The foothills of the Bavarian Alps build steadily on the German side, tracing the road up through the valleys until suddenly you round the corner, the road falls away beneath you and there, several hairpin turns below you, is Austria and the Tyrollean plateau. It’s completely unexpected and breathtakingly beautiful, even half smothered in mist.
I think I thought of Innsbruck as being a larger version of Zermatt; tucked into the side of the mountain, nestled among the Austrian Alps, but they’re more of a fence, soaring hundreds of feet into the sky wrapped around the valley below. Perhaps they’re not quite so awe inspiring as their Swiss cousins, but they still dominate the sky line; a solid wall of rock and snow capped peaks to the south and west, with little green swards appliquéd on to the side, looking utterly flat compared to the mountains behind. They looked completely inaccessible, and yet more often than not there would be a little village and a church tower perched up on top; dropped there by giants playing at keeping house.
Innsbruck itself is beautiful. We headed for the old town and its famous gold roof, meandering along the riverside as all of the past few days worth of thunderstorms washed away downstream.
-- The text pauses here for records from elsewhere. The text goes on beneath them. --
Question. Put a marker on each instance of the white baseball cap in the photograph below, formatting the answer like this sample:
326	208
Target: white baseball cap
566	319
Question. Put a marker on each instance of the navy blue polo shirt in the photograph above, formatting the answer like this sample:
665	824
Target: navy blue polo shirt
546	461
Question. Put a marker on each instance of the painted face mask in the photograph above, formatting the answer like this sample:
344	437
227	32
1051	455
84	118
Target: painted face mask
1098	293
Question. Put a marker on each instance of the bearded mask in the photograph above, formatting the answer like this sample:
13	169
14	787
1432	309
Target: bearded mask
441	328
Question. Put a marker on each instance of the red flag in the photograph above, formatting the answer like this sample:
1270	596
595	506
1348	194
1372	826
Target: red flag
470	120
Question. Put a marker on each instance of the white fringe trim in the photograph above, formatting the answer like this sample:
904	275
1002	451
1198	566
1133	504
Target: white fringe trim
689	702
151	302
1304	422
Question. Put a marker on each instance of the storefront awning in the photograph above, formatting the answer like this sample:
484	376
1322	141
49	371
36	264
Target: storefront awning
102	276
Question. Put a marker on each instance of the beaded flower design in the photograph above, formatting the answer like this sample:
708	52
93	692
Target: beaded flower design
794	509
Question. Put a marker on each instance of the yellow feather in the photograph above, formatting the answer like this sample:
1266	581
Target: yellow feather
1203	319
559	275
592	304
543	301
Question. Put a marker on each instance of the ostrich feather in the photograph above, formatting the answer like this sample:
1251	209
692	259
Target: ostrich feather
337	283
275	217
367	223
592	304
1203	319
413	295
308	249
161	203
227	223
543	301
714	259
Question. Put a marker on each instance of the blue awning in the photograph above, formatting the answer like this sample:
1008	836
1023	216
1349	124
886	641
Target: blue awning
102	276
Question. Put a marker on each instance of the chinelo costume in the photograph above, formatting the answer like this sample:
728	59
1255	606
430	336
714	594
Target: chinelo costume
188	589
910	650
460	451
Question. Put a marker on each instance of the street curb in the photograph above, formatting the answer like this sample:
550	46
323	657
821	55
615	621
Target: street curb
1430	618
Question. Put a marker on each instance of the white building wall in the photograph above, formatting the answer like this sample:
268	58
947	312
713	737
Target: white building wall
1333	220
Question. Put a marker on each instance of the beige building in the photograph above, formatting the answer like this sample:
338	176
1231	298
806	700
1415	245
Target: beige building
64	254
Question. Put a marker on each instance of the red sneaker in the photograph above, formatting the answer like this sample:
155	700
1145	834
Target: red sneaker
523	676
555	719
I’d started taking pictures of the pretty coloured buildings before we got anywhere near; they were the perfect oranges and golds to brighten the sky on a misty grey day while we waited for the clouds to clear, and reminded me so much of growing up in Devon where we paint out houses the colours of ice cream and think its totally normal.
But by the time we found the gold roof all thoughts of beautiful buildings were entirely forgotten, even though we were in the heart of the pretty bit. On the way in we’d been stopped by an actual traffic policeman (a first in itself) and redirected to clear the road to allow the police marching band to go past. I love marching bands, they’re definitely one of my guilty pleasures, and it seems that Kitty has similarly excellent taste in music as she insisted that we rolled the windows down and listened for as long as possible. To our huge delight, as we turned around the corner to see the gold roof, we could hear a solid brass oompa-oomp-pa. There’s something about that music that makes my toes itch to be moving, and Kitty and I sped up as we headed forward and around the corner to see the band set up in front of the old town hall.
Exploring to do? What exploring. John and Elma went for a little wonder but while Pip was busy batting out a beat on my back, Kitty was mesmerised. She found a spot on the cobbles and sat in front of them, immersed in the music and utterly in the moment. And with a bit of time to stop and look around we finally worked out what all the little white banners were about; we’d come to Innsbruck in the middle of Music Festival.
Having thoroughly enjoyed one impromptu concert we lucked out again when our stop for a picnic in the Innsbrucker Hofgarten turned out to be just outside the Musikpavillion where a group of students from the Innsbruck School of Music put on a more classical concert to a packed pavilion and a good number of people just outside the door. We couldn’t stay for the whole concert, but to hear just the start, and be able to watch the children running around quite happily outside was a serious treat.
The reason for our scuttling away, despite the very excellent tree climbing trees, and the discovery of the princess and the frog in a fountain, was a castle. Not the Habsburg Palace (beautiful though it is), but a gorgeous castle adventure playground, complete with tower, battlements and a nice swirly slide. One of the two was always going to get the majority vote in our family and much as I would like to go everywhere and see everything when we travel, the priority for travelling with little kids has to be making sure that they’re having as good a time as you are, so play parks and good spaces for running around have as much merit as very pretty palaces.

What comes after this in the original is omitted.